Linear Complexity Complexity analysis demonstrates that the mixing mechanism in this architecture scales linearlywith sequence length for a fixed rank. In contrast, standard full self-attention scales quadratically, which has historically been a bottleneck for processing long documents or genomic sequences.
Empirical Results Despite lacking an attention mechanism, the Grassmann architecture remains highly competitive:
- Language Modeling: On Wikitext-2, a purely Grassmann-based model (13–18M parameters) achieved validation perplexities within 10–15% of a size-matched Transformer baseline.
- Natural Language Inference (SNLI): When used as a classification head on top of a fixed DistilBERT backbone, the Grassmann approach slightly outperformed the standard Transformer head (Best validation accuracy 0.8550 vs. 0.8545).
De-Centering Attention
The goal of this research is not to claim that attention is obsolete, but to “de-center” it. The findings argue that what neural networks fundamentally need is a sufficiently expressive geometric evolution mechanism for hidden representations.
By moving the core of the model onto a finite-dimensional manifold—specifically, flows on Gr(k,r)—we gain a setting that is amenable to geometric analysis. This offers a potential path toward solving the “black box” problem of AI. If the model’s operations rely on defined geometric structures rather than unstructured tensor spaces, we may eventually define stable invariants (measurable properties that remain unchanged under transformation) that explain why a model made a specific decision.
The Path Forward
Grassmann flows open the door to a more geometric understanding of reasoning in neural networks.

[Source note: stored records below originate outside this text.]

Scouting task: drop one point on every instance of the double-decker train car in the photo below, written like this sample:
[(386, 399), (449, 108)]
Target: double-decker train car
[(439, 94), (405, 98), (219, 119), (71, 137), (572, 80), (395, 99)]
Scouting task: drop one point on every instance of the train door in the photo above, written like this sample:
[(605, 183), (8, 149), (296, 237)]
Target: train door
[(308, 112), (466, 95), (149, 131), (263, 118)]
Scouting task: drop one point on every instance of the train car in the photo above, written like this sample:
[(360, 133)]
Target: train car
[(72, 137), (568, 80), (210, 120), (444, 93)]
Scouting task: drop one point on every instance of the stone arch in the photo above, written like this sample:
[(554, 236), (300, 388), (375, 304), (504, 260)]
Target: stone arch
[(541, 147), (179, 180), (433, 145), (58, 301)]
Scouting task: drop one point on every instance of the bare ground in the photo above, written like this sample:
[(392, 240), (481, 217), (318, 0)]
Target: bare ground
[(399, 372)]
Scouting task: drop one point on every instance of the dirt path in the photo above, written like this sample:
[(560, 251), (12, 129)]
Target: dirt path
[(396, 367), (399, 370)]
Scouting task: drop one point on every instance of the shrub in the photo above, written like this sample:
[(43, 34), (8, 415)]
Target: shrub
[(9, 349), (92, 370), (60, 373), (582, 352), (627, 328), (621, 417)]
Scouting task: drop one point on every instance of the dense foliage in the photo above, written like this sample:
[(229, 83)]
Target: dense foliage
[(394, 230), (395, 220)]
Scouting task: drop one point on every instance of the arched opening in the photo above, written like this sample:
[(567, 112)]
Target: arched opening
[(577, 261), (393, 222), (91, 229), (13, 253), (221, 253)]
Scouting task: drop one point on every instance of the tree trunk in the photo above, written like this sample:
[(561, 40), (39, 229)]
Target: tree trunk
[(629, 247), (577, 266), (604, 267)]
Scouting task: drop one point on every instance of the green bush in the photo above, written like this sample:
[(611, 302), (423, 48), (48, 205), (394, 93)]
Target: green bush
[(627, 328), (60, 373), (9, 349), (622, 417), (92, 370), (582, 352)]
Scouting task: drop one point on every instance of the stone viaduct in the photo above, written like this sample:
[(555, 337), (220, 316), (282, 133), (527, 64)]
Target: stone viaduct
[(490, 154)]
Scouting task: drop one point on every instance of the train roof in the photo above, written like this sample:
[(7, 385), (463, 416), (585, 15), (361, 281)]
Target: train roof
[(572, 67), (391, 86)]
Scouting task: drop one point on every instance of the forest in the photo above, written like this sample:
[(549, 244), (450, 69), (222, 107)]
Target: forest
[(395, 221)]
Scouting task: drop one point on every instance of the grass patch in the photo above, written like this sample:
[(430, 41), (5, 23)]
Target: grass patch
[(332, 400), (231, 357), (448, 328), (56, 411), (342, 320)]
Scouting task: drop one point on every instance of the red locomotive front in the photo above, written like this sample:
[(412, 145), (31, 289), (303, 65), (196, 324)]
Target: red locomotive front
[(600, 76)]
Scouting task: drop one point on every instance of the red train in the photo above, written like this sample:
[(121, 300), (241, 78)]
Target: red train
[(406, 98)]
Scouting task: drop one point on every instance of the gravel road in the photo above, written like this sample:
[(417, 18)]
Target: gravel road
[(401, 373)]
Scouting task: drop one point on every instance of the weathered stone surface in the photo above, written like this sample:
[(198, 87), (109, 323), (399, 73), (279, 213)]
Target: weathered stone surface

Future work looks to expand on several fronts:
- Global Invariants: Developing measures like curvature or cross-layer stability to constrain local mixing.
- Hybrid Architectures: Combining Grassmann mixing with state-space models or convolutional modules to balance local and global information.
- Scaling: Implementing fused kernels to test the theoretical linear scaling on massive datasets.
These flows provide a concrete example that we can achieve strong sequence modeling by allowing representations to move elegantly along the manifolds they inhabit, rather than forcing them through the dense web of an attention matrix.